Dai lavori pubblici al turismo il sindaco Pisciottu fa il bilancio dei suoi 5 anni

La relazione di fine mandato del sindaco di Santa Teresa.

L’amministrazione comunale di Santa Teresa di Gallura, guidata dal sindaco Stefano Ilario Pisciottu ha pubblicato la relazione di fine mandato per il quinquennio 2015-2020. Le due principali criticità segnalate sono risultate essere due: “le limitazioni nelle assunzioni di personale fino all’anno 2019 e l’emergenza epidemiologica Covid-19 ancora in corso”, “oltre a specifiche problematiche che hanno riguardato singoli settori”

Sul fronte del settore Ambiente, la ridefinizione delle condizioni contrattuali tra Ambiente Italia e Unione dei Comuni Alta Gallura ha permesso di prevedere anche Santa Teresa a partire dal 2018 “l’estensione del servizio “porta a porta”; l’apertura dell’Ecocentro comunale in Località Boncaminu; 11 ecoisole per la raccolta differenziata, fruibili dai cittadini residenti in Italia mediante Tessera Sanitaria Nazionale e dagli utenti con residenza all’Estero mediante apposita Ecocard rilasciata dall’Ufficio Ambiente”.

Il settore socio-assistenziale e sanitario ha, invece, dovuto affrontare due principali criticità.
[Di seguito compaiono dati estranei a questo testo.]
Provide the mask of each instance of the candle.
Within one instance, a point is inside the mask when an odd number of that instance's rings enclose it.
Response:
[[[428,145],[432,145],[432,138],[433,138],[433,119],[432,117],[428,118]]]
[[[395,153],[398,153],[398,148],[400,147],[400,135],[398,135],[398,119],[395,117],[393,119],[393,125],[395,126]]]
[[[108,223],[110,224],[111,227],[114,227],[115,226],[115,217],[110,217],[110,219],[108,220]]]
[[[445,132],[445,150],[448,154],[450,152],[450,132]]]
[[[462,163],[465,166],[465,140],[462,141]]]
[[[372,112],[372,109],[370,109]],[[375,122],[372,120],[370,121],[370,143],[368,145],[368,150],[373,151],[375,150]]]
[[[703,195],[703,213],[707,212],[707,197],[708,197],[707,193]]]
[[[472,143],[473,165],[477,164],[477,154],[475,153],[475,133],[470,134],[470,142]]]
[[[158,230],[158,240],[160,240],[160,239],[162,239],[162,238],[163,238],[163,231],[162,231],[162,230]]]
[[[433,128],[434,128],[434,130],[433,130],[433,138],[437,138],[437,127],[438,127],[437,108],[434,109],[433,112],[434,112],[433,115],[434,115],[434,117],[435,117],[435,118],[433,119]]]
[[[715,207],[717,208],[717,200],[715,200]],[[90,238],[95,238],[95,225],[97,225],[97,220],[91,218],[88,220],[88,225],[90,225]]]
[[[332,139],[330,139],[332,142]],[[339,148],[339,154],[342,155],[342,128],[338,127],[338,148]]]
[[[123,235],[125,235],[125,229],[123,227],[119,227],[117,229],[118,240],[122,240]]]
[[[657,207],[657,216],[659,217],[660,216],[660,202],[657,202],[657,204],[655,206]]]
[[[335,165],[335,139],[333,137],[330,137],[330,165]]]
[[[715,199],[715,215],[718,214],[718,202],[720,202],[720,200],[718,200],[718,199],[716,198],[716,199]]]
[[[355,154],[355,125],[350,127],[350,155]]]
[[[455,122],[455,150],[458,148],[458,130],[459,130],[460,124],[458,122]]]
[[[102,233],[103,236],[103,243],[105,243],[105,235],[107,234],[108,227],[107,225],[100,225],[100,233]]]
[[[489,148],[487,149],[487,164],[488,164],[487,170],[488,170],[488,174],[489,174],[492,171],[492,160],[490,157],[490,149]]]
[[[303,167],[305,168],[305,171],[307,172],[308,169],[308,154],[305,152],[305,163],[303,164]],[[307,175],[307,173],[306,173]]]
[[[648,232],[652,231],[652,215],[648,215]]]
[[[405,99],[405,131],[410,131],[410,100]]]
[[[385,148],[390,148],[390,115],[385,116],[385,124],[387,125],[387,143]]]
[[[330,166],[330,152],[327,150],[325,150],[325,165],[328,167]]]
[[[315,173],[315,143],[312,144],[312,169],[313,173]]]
La prima, giunta a inizio 2016, è risultata essere l’apertura di Centro accoglienza per profughi e richiedenti asilo e le conseguenti “problematiche rispetto all’inserimento nella rete sociale” Queste risultano essere state affrontate “con azioni volte a favorire l’integrazione sociale ed inserimenti scolastici ed extra-familiari”. Nel 2018 è stato inoltre avviato il progetto SPRAR, ora denominato SIPROIMI.
La successiva criticità è stata quella venutasi a creare con l’attuale situazione di emergenza sanitaria che ha determinato “rilevanti difficoltà socio-economiche in capo a tutta la popolazione di Santa Teresa Gallura”.

Un lungo capitolo della relazione è dedicato ai lavori pubblici. “Il primo e forse, il più significativo intervento realizzato è rappresentato dalla riqualificazione di piazza Libertà che, con l’abbattimento della vecchia struttura dell’Hotel Esit e, la realizzazione della terrazza panoramica, ha inteso riconsegnare alla cittadinanza tutta l’invidiabile prospettiva sulle Bocche di Bonifacio” scrive l’amministrazione. Gli altri lavori pubblici hanno per lo più riguardato un imponente processo di efficientamento energetico che ha coinvolto le scuole materne, elementari e medie, il Palazzetto dello Sport e la Casa comunale.

Per quel che riguarda il PUC adottato nel 2014, l’attuale amministrazione ha provveduto ad adeguarlo alle osservazioni dei cittadini sul finire del 2015. Dal lungo capitolo dediato alla Cultura emergono sicuramente le campagne di scavo del sito archeologico Lu Brandali del 2015 e 2016, entrambe avviate grazie al contributo della Fondazione di Sardegna. “Nel 2016 hanno partecipato agli scavi esclusivamente studenti delle facoltà di archeologia di diversi atenei italiani, che hanno permesso in un solo ciclo di riportare alla luce diverse capanne e reperti“, specifica la relazione. Nonchè le tante iniziative portate avanti annualmente dal Comune e dalle associazioni, tra cui l’importante Premio di Poesia Gallurese e Corsa che nel 2019 ha raggiunto la venticinquesima edizione.

“Il turismo rappresenta per Santa Teresa Gallura l’economia più importante e una rilevante occasione di sviluppo per gli altri settori (economici, sociali, ambientali e culturali)”, afferma il documento. A questo si legano le numerose manifestazioni a carattere turistico e i premi di cui il comune è insignito: quattro Bandiere Blu, le Cinquevele di Legambiente e la Bandiera Verde dei medici pediatri italiani.